A Story Begins

April 25, 2024

Ben Conlin
3 min readApr 25, 2024
Photo by Patrick Tomasso on Unsplash

Tell your story…

Those words echoed in my head as I stared at the blank page, willing something to appear in front of me. It isn’t often that I feel the call to write, but for some reason tonight I was stuck at my keyboard, unable to wrench myself away until something poured out.

I had writing fever, but didn’t know why.

Normally when I get this way it’s because something happened that was too big to handle in my brain. Following a near death experience, I wrote my most emotionally cathartic piece. Following the Uvalde Shooting and the subsequent mess that was my office, I wrote a short story to release the tension, sorrow, and fear that had built up during the day. Following a gorgeous spring day, I wrote to share the light I felt within.

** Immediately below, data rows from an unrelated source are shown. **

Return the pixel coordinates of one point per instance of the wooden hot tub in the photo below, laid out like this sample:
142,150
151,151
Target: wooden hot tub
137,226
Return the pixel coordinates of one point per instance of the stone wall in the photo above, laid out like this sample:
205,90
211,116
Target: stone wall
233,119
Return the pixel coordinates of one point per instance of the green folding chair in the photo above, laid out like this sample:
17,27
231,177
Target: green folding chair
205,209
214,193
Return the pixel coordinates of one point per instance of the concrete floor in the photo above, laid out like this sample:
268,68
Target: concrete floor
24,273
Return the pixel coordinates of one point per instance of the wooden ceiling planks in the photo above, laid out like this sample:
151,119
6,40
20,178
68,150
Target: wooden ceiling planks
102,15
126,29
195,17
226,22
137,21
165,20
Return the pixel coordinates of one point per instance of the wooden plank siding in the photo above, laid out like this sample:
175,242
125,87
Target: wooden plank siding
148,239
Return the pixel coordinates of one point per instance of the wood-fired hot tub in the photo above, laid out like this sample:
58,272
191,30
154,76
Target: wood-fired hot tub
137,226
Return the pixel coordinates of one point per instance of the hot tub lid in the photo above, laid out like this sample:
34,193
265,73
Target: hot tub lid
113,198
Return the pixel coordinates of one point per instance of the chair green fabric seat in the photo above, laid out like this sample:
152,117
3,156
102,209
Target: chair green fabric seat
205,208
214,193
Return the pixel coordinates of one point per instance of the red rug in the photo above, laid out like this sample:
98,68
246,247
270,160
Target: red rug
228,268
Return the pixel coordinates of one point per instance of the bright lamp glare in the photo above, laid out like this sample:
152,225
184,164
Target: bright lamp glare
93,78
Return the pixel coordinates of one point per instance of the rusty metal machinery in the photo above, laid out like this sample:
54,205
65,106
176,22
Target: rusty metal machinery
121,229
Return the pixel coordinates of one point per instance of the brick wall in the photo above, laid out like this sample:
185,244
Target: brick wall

Each of these stories had a springboard, something that launched the desire to write. They lit the flame inside me.

Tonight, however, the flame was lit and nothing was swirling.

Except those three words.

Tell your story…

They continued to swirl as I fought to tell my story, to get down anything to relieve the pressure of my brain to dump it all out, word after word after word until my brain lie dormant and empty.

It wasn’t that easy though. There was nothing to write.

Or maybe the issue was too much to write, too many things that had been compressed over a period of finals, studying, stress, competition, sleepless nights and early mornings.

Either way, I needed to write, and staring at those words at the top of my blank page sparked something in me.

So here I am, writing down the only thing I can think of. Writing about my inability to write.

It was about halfway through the draft that I had mocked up in my head that something struck me.

A memory had sprung from the swirling vortex of my mind of my grandpa.

Papa Stan was the type to never tire of stories. His mind, his life was an endless well that spewed stories, wisdom, adventure and love at all turns, never running dry. He was a medic during the Vietnam War, a husband and father, an entrepreneur, obsessed with family history and his own history.

He’s currently putting all those stories down on paper so he can draft a book, not for the fame or glory of publishing, but simply to have all his stories written down and remembered.

When I asked why he was writing everything down at a near frantic pace, my Papa told me that, “We won’t, can’t remember everything. Eventually some things slip through the cracks. I write to remember, so those stories will always be with me.”

So here I am, doing the same thing.

So many things happen, beautiful, small, simple things and life-altering, earth-shattering big things.

Remembering every moment and writing them down can prolong those feelings (think like a gratitude journal but with all your favorite stories) and have shown to reduce stress, anxiety, and have a whole host of other mental health benefits.

It also creates a list of all your stories, things to reminisce on years down the line when the memories do fade.

I’m not sure how long or how often I’ll post updates here, but cheers to writing things down, documenting the stories that make my head into the swirling vortex of thought that it is. Maybe at some point I’ll put enough stories down to untie the knot there as well.